What does the Word “Vitamins” Mean?

The name “vitamin” was coined in 1912 by the Polish biochemist Casimir Funk (1884 – 1967). Vita comes from Latin and means life. Amines are derivatives of ammonia.

Scurvy – the disease of sailors

Already in the Middle Ages, the disease scurvy was known, which often appeared in sailors and could be cured by eating fruits and vegetables. Accordingly, it was known to be a nutritional disease, but the word vitamins was still a foreign word at that time.

Life Amine

In 1886, Dutch physician Christiaan Eijkman (1858 – 1930) was sent to Java, Indonesia to study a disease now known as Beri- Beri disease. Eijkman correctly suspected that it was a deficiency disease, but could not clarify which food components were responsible.

Later, Casimir Funk and Frederick Cowland Hopkins (1861 – 1947) came to the conclusion that both beri- beri and scurvy were caused by a deficiency of a dietary component that is only needed in small amounts.
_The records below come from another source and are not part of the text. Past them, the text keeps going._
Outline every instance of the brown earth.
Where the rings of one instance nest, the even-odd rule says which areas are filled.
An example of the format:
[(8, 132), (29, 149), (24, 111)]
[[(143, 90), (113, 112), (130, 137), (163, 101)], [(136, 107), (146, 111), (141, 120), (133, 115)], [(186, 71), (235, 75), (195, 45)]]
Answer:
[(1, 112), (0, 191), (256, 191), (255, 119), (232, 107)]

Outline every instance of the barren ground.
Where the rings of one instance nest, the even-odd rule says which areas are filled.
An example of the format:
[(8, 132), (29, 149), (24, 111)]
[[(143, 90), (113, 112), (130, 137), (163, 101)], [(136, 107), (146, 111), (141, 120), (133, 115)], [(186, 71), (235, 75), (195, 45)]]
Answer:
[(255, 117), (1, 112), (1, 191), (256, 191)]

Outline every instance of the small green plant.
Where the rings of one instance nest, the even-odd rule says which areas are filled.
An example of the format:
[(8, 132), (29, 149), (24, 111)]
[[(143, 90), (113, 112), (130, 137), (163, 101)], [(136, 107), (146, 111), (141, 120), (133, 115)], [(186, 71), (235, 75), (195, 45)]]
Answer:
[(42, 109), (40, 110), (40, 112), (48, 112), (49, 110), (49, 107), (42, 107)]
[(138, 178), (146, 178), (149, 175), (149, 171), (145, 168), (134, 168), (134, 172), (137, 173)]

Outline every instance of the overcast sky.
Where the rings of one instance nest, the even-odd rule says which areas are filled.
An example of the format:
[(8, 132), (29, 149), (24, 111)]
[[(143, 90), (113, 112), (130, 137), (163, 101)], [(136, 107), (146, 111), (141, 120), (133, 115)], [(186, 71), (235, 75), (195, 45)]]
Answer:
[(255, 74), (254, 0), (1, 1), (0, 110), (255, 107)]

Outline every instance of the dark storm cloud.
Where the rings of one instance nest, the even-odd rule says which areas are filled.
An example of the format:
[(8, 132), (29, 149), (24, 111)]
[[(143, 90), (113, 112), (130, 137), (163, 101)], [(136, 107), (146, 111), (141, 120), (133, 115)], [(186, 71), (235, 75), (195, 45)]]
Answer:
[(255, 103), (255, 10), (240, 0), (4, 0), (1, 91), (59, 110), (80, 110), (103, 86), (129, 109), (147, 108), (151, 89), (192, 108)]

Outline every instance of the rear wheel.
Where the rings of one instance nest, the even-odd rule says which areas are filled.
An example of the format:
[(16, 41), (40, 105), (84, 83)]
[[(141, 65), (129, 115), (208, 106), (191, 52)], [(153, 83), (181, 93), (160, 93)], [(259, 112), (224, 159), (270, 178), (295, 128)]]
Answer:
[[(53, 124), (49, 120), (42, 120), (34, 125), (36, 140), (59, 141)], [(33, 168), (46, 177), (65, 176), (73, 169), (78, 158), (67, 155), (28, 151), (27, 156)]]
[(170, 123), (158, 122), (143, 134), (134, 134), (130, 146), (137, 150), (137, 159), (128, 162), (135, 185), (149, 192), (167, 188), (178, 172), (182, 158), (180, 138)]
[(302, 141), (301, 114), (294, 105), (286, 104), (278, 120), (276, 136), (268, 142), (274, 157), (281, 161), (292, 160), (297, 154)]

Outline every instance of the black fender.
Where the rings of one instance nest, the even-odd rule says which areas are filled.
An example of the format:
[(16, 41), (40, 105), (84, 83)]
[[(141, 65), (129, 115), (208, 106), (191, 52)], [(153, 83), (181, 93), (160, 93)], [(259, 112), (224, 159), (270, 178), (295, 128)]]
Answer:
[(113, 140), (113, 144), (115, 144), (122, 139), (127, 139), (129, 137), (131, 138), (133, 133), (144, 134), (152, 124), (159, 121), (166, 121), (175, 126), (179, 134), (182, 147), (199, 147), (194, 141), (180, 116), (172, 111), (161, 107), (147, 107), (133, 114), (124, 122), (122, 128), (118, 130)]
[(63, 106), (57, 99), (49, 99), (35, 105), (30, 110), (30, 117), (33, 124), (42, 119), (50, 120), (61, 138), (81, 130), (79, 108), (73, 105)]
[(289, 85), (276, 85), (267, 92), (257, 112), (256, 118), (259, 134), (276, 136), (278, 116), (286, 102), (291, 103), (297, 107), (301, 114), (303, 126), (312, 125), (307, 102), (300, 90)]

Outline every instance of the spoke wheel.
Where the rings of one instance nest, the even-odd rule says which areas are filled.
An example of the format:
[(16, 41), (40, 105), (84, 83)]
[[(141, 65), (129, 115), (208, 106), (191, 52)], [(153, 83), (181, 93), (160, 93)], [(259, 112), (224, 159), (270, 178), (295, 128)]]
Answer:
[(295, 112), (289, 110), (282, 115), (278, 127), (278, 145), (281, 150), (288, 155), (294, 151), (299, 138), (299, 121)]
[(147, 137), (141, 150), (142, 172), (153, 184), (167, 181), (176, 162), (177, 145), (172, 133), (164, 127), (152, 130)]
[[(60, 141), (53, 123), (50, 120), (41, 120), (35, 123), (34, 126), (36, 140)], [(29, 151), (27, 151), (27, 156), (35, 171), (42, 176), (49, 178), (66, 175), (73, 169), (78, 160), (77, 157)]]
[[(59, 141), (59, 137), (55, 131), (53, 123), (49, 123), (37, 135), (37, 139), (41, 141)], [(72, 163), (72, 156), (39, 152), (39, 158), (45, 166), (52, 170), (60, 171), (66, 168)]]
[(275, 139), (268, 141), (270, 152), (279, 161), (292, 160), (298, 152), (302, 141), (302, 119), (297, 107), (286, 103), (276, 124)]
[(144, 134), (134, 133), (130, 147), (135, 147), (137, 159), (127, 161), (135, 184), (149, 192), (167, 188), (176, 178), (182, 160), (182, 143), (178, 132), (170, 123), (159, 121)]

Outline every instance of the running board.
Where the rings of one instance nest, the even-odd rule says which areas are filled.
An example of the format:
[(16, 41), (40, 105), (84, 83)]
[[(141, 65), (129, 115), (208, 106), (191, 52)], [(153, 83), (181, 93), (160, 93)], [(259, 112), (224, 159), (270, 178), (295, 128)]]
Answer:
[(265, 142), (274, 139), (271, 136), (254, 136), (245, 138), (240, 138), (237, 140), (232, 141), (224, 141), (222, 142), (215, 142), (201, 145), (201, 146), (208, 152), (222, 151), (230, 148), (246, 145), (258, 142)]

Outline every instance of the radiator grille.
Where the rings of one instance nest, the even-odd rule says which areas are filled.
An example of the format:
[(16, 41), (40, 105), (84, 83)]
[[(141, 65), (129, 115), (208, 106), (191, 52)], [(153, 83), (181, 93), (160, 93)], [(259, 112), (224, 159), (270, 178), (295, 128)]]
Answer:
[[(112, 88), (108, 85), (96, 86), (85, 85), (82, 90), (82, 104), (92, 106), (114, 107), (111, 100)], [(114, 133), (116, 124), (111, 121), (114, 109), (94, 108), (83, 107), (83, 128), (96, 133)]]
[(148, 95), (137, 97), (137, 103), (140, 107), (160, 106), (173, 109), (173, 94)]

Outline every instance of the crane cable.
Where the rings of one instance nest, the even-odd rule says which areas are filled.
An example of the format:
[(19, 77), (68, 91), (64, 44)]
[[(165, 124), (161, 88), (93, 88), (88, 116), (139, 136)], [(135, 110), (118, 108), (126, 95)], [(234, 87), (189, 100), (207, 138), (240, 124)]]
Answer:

In beri- beri, the cause is a deficiency of thiamine (vitamin B1).

Funk gave these food components, of which only very small amounts are needed, the name “vitamins“. Translated “life amines. Funk assumed that the vitamins are a uniform group of substances.

English perfectionism

But since vitamins are by no means a homogeneous group of substances, the term was renamed – at least in English. From “vitamines” to “vitamins.” Now vitamins in English lack the “e”. Although the word “amine” is still at the end, it no longer refers to the amine group of substances.

However, we still stick to our “vitamins”. Let’s hope that they will still work….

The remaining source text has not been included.